Some US airlines have reduced their flights in response to plummeting demand for travel and freight, and carriers in Asia and Europe are likely to make similar scheduling cuts to allay their operating costs, according to IATA, which estimates the airline industry will lose $9 billion this year.
In the United States, Northwest Airlines has excluded spoons from its cutlery pack if the in-flight meal does not require one."When you are talking about a jumbo jet with 400 people on board, being served two to three meals, this can save a few kilos," they said.

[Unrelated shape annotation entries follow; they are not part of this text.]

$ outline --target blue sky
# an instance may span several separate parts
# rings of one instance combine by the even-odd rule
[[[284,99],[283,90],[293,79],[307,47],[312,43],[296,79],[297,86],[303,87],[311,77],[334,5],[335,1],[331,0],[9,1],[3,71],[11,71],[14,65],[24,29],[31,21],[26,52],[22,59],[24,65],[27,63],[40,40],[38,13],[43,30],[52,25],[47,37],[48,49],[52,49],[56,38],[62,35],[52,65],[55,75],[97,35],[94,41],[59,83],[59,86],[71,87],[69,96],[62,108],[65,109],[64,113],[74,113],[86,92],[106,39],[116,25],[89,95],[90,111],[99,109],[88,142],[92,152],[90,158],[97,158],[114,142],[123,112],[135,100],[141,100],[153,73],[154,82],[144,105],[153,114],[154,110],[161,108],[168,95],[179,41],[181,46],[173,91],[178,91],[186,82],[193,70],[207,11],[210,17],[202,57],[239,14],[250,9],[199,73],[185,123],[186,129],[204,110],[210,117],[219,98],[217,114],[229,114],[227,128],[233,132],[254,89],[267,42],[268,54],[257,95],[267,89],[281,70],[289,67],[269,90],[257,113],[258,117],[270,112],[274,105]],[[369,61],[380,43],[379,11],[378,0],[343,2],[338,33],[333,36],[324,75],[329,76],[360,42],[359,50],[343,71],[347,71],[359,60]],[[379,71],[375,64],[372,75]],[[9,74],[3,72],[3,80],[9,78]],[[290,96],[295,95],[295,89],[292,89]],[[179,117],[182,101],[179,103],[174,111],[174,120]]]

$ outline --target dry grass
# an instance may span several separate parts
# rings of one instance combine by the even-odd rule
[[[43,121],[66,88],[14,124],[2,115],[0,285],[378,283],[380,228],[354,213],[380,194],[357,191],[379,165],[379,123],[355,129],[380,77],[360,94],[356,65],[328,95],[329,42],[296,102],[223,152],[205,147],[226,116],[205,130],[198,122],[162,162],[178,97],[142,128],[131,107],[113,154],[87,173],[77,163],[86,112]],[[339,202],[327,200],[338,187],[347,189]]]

American Airlines said fuel-saving measures have helped it save more than 110 million gallons of fuel annually and reduced its carbon emissions by 2.3 billion pounds in 2008. It aims to save 120 million gallons of fuel and reduce carbon emissions by 2.5 billion pounds in 2009.
Another carrier, JAL of Japan, took everything it loaded from a 747 and put it on the floor of a school gym to see what it really needed. As a result it shaved a fraction of a centimetre off all its cutlery to cut weight. Other carriers have come up with all sorts of ingenious initiatives to shift the flab off their aircraft. In-flight magazines are going and carriers are even putting their duty-free catalogues onto the seat-back televisions. Catering trolleys are becoming lighter and less water - both bottled and in the tank - is being loaded.
The next generation of aircraft seats is likely to be up to 30 per cent lighter than the current generation, with composite replacing aluminium. Reinforced carbon fibre is used for the shields for the in-flight televisions, cutting the weight by as much as half. At the same time the industry is looking to step up the use of alternative carbon-free bio-fuels, which should account for up to six per cent of the industry total by 2020.
A number of carriers, including Virgin Atlantic, Continental and Air New Zealand, have carried out trials of alternative fuels.
Up to 100 European airports are also preparing to change their standards on planes landing procedures, shifting to a "continuous descent approach", or CDA, that makes for a smoother descent and cuts carbon emissions by 160 kg to 470 kg per flight.
These plans add to the financial crisis currently faced by the airlines industry. IATA, representing 230 airlines, estimates a $9 billion loss for the airline industry in 2009 on top of a revised loss of $10.4 billion in 2008, reports Space Daily. The organization also said that the industry spent $165 billion on fuel in 2008, representing 31 percent of costs.
IATA also restated the industry’s previous environmental goals to cut absolute emissions by 50 percent by 2050, and improve average fuel efficiency 1.5 percent annually between now and 2020. Airlines will reduce their carbon emissions by nearly 8 percent this year as they slash the number of flights they operate in line with a drop in cargo and passenger demand, and about 6 percent of the forecast carbon cut will come as a result of carriers flying fewer planes in 2009, and a further 1.8 percent reflects steps to improve energy efficiency, the International Air Transport Association (IATA) said.
Carbon emissions are one of the prime contributors to global warming and the efforts by the airline industry are just the "tip of the iceberg", but at least it is a start.